Nuclear Energy (Reviews and Prospects of ICEF 2017 Concurrent Sessions)
The present status of nuclear energy policy, nuclear technology development, and future challenges mainly on Japan-US cooperation were discussed. Details are below.
- Our primary energy demand today is about 150,000 terawatt-hours, and 85% of it is derived from fossil fuels. Looking forward to 2050 and committing ourselves to COP 21 in Paris, we will need to find 200,000 terawatt-hours of clean energy.
- Nuclear energy, is a “zero emissions” energy resource, tremendously scalable and an infinite energy resource.

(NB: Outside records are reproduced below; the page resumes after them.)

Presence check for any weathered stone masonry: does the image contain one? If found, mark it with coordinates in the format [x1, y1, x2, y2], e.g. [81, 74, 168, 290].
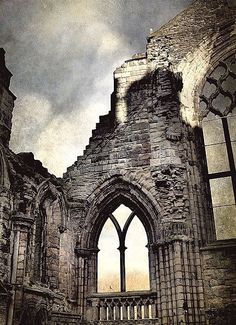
[0, 0, 236, 325]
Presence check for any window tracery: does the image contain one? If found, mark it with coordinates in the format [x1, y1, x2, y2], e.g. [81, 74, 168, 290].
[200, 55, 236, 239]
[98, 204, 149, 292]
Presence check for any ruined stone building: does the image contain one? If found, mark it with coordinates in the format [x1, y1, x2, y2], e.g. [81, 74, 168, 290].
[0, 0, 236, 325]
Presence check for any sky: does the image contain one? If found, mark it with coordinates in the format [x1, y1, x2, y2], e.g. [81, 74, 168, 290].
[0, 0, 193, 176]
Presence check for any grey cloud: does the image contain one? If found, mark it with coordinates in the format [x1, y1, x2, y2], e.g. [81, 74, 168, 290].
[0, 0, 192, 174]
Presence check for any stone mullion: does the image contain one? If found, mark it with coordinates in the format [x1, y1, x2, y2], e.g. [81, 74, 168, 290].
[165, 244, 172, 324]
[76, 256, 84, 313]
[174, 241, 184, 322]
[189, 242, 205, 324]
[152, 248, 161, 317]
[169, 243, 177, 324]
[182, 241, 195, 324]
[158, 246, 166, 323]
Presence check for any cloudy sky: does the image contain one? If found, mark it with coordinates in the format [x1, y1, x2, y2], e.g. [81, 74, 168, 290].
[0, 0, 192, 176]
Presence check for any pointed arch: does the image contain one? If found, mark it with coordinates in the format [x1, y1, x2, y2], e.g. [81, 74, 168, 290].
[80, 175, 161, 249]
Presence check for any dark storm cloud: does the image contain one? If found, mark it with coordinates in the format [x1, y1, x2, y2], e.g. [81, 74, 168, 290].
[0, 0, 192, 174]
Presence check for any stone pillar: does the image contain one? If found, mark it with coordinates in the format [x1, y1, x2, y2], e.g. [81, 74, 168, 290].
[75, 247, 99, 320]
[7, 213, 34, 325]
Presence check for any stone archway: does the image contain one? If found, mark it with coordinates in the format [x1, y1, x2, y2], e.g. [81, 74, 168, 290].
[76, 176, 160, 320]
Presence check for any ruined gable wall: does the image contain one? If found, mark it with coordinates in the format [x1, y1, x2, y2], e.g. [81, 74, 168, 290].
[64, 1, 234, 324]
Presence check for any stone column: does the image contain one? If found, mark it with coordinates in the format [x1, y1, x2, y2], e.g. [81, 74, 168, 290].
[7, 213, 34, 325]
[75, 247, 99, 320]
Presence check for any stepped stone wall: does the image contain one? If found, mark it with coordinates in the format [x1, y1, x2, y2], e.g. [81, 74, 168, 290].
[0, 0, 236, 325]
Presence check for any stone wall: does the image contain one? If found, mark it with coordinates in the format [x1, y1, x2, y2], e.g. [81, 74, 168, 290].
[0, 0, 236, 325]
[202, 241, 236, 325]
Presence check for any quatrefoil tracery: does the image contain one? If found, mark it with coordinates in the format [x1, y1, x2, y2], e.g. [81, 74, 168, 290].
[200, 55, 236, 118]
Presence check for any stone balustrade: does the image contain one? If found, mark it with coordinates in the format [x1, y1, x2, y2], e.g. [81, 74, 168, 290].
[88, 291, 158, 324]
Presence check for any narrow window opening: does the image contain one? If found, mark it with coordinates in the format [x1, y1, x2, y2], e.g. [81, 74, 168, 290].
[98, 204, 150, 292]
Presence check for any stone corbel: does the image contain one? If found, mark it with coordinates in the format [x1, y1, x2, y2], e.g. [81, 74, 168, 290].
[12, 212, 34, 229]
[75, 246, 99, 258]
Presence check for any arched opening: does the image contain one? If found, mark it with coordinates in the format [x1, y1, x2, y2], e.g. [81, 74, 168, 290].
[200, 54, 236, 239]
[98, 204, 150, 292]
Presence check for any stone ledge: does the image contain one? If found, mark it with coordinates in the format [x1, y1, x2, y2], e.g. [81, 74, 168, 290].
[200, 238, 236, 251]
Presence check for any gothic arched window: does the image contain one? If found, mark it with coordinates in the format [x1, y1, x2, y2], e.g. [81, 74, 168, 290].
[34, 200, 50, 283]
[200, 55, 236, 239]
[98, 204, 149, 292]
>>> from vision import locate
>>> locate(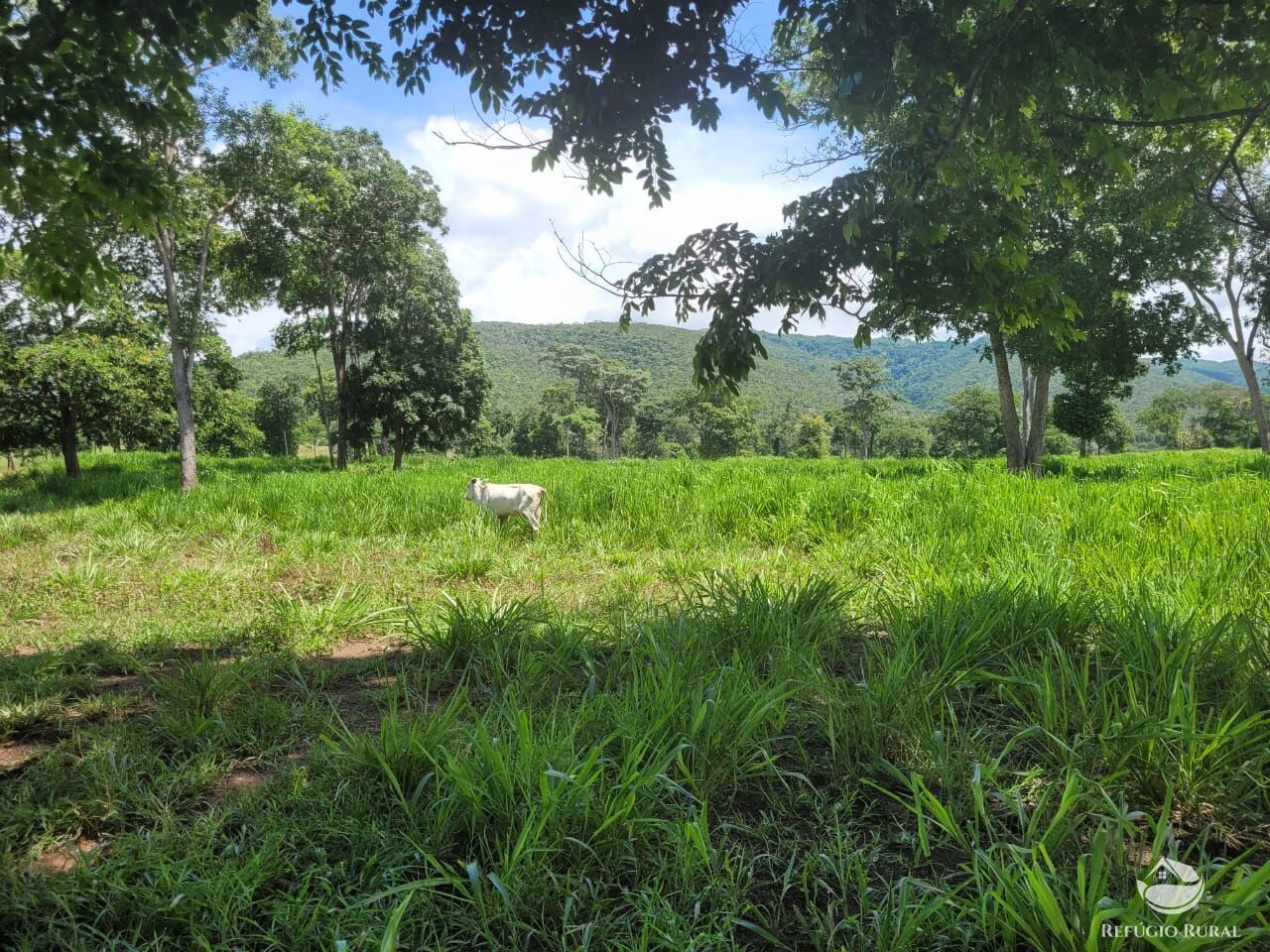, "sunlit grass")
[0,452,1270,952]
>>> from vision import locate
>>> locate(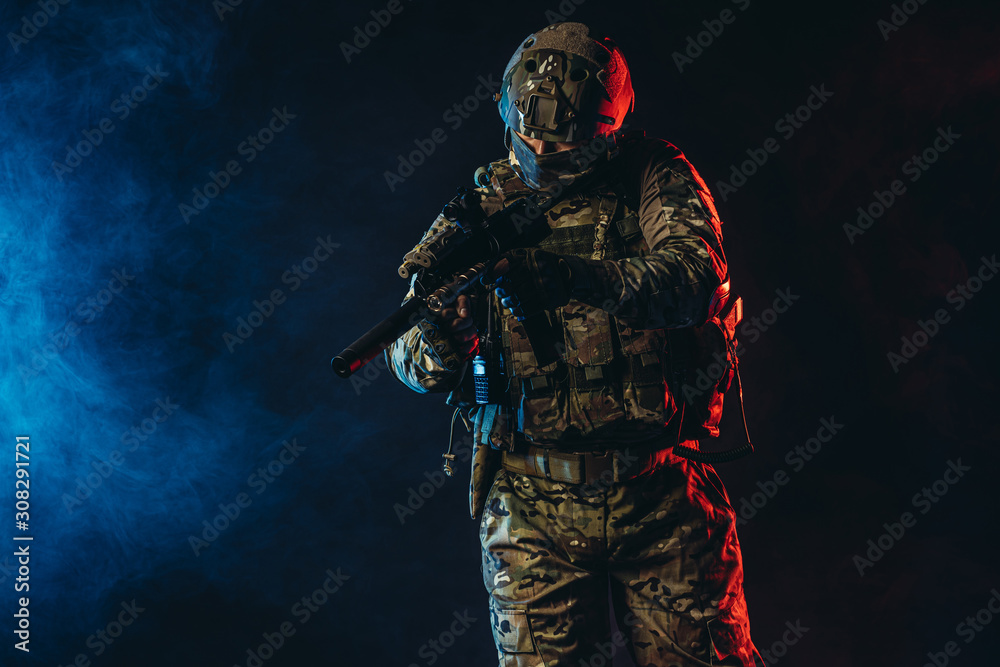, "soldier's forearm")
[568,242,721,329]
[384,327,462,394]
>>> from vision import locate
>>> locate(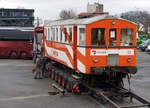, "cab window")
[109,29,117,46]
[91,28,105,46]
[79,28,85,45]
[120,28,133,46]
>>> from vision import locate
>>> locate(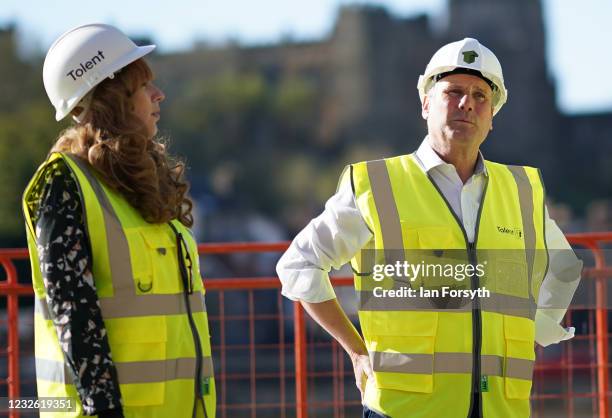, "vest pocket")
[142,227,181,293]
[366,312,438,393]
[503,315,535,399]
[105,316,168,406]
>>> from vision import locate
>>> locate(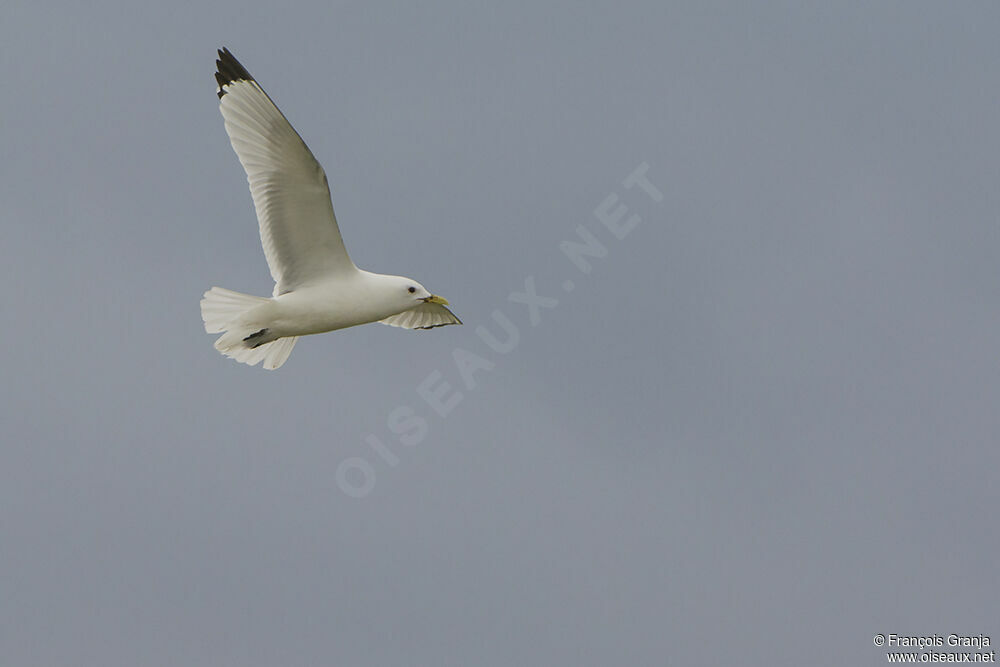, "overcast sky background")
[0,0,1000,667]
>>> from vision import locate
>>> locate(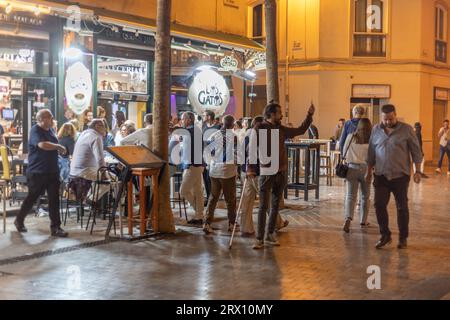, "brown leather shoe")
[375,236,392,249]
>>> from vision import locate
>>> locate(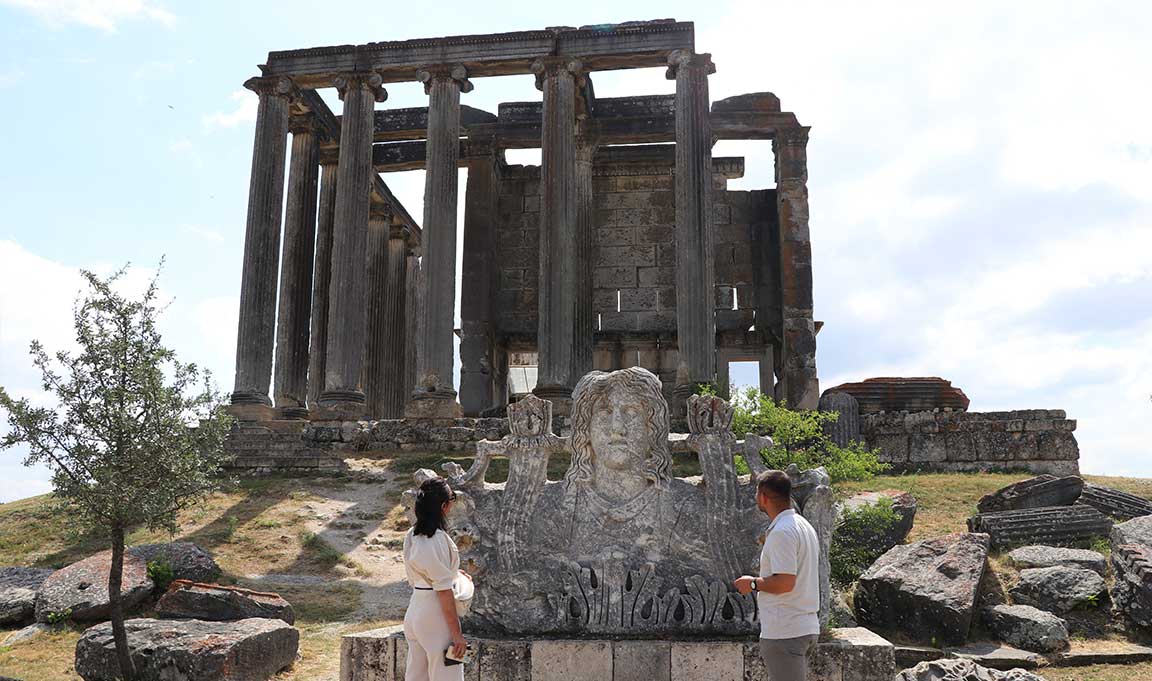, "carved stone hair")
[564,366,672,485]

- The development of and investments into renewable energy are likely to accelerate, but the main sources, such as solar and wind power, only provides unstable output, and cannot meet the rise in demand from a population expansion and innovations.
- Governments must conduct thorough safety measures and implement policy that will allow for the further development of nuclear energy even in a liberalized electricity market, and maintain social accountability.
- 40% of current light water reactors are expected to be decommissioned by 2040. The development of fourth-generation reactors is necessary and many projects are being initiated on the national government level as well as the private sector level. It has been predicted that international competition is likely to become severe, mainly led by Russia and China.
- The key factors related to the development of fourth generation reactors include requirements of safety, waste reduction, nuclear non-proliferation resistance, and economic viability.
- The U.S. began promoting its IFR plan (Integral Fast Reactor, an integrated fuel production cycle) from the 1960s. In order to transition its nuclear power policy, in 1996, it stopped experimental Sodium-cooled Fast Reactors and halted the IFR plan, but as for metal fuel, it continues dry processing. If the small scale of the initial investment is to be considered, some suggested that the IFR’s restructuring was a valid approach.
Having had this discussion today, it seems to me that Japan, which carries the burden of dealing with the debris, decontamination & decommissioning of the Fukushima Daiichi Nuclear Power Station, should consider possibilities of collaboration with the U.S., with which it holds close business relations and national security ties, in addition to its current collaboration with France and other countries.